- The Washington Times - Tuesday, October 25, 2016

Democrats are winning the early-voting battle in Nevada, Colorado and Florida, but both parties lay claim to supremacy elsewhere in an election where as many as 40 percent of ballots will be cast before Election Day.

Deemed a critical test of enthusiasm, early voting also allows campaigns to better target their Election Day get-out-the-vote efforts on those who haven’t cast ballots yet.

Democratic presidential nominee Hillary Clinton said more than 6 million people have already voted, including more than 1 million in Florida, where she was campaigning on Tuesday.

“I think you only see numbers like this when people are standing up for what they really believe in,” she said. “And that includes not just Democrats, but Republicans and independents coming together to reject hate and division, and I am so excited about what that means.”

Early in-person voting began there on Monday, and her campaign said registered Democrats outpaced Republicans by 24,000 votes. Turnout was particularly high in Democratic-leaning counties of Miami-Dade and Broward, and Democrats also said they’ve seen a 99 percent increase in the number of Latinos casting ballots this early.

In Nevada, Democrats had cast about 70,000 early votes to 48,000 for Republicans as of Tuesday. And in Colorado, where voters will cast their presidential ballots entirely by mail for the first time, nearly 118,000 Democrats had returned their ballots as of Tuesday, compared to about 94,000 Republicans.

In addition to Florida and Nevada, early voting has already started in a handful of other battleground states, including North Carolina, while in-person absentee voting is taking place in states like Iowa, Virginia and Wisconsin.

The Republican National Committee said Democrats have to run out to a big advantage, since GOP voters typically show up on election day.

“You look at the numbers, where we are in terms of the early vote and the absentee ballots returned, I think it gives us a lot of optimism, whether it’s Florida, Ohio, Nevada or Iowa,” RNC spokesman Sean Spicer said on CNN’s “New Day.”

In Arizona, a Monmouth University poll showed Mrs.

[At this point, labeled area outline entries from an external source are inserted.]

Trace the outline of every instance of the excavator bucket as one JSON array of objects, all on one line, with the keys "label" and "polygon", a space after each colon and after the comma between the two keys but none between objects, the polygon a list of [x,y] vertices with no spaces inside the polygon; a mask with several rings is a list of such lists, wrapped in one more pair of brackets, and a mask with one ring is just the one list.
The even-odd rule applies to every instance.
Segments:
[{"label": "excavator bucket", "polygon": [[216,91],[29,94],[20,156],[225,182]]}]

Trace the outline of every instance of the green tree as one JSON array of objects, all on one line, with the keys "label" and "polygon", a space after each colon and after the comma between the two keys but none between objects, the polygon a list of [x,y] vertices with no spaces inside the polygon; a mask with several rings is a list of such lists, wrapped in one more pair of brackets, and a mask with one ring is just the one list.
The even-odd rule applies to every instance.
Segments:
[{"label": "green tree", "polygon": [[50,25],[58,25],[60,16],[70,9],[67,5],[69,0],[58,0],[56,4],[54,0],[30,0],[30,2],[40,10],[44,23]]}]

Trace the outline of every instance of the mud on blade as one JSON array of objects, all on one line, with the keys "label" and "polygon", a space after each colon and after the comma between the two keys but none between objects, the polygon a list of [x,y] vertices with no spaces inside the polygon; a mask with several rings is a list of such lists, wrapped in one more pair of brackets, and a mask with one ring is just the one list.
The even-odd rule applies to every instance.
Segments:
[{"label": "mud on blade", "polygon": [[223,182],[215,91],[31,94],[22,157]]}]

Clinton had a 10-percentage point lead among those who reported already voting. GOP nominee Donald Trump held an 8-point lead among voters yet to cast ballots.

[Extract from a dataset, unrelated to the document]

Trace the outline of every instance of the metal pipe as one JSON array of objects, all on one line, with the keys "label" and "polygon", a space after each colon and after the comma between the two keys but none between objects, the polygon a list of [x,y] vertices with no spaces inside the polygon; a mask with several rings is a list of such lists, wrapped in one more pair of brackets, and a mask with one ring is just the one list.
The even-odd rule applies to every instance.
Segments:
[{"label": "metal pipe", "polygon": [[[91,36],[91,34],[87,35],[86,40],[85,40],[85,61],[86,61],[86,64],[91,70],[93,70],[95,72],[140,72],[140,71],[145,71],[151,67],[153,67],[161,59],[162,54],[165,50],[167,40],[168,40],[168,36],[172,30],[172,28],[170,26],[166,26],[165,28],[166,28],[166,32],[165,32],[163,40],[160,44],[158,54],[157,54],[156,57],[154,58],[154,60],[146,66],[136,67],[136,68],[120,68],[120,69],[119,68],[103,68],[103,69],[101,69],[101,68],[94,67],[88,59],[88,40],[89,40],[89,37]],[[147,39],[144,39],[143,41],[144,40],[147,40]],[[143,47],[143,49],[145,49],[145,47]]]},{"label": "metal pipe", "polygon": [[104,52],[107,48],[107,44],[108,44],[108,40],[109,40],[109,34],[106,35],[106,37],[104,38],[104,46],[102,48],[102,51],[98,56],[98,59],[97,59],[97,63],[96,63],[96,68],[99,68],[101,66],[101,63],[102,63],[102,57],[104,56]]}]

In North Carolina, Mrs. Clinton had a 26-point lead, 63 percent to 37 percent, among those who’ve already voted, but only a 3-point lead overall, according to a survey by Democratic-leaning firm Public Policy Polling.

To be sure, those surveys are samples of hundreds of people in states where millions are expected to cast ballots.

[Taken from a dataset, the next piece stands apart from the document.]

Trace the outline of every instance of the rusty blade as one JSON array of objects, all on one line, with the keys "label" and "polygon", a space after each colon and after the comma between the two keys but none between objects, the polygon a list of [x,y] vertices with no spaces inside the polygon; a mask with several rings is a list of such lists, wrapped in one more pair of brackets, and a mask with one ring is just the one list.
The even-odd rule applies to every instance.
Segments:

Mr. Spicer also said he didn’t even really consider Arizona to be a battleground state, and the RNC said there have been nearly 17,000 fewer ballots cast by Democrats in North Carolina during the first five days of early voting compared to four years ago.

“That enthusiasm gap that we hear about with Secretary Clinton in terms of young voters, minority voters — it’s starting to show up,” he said.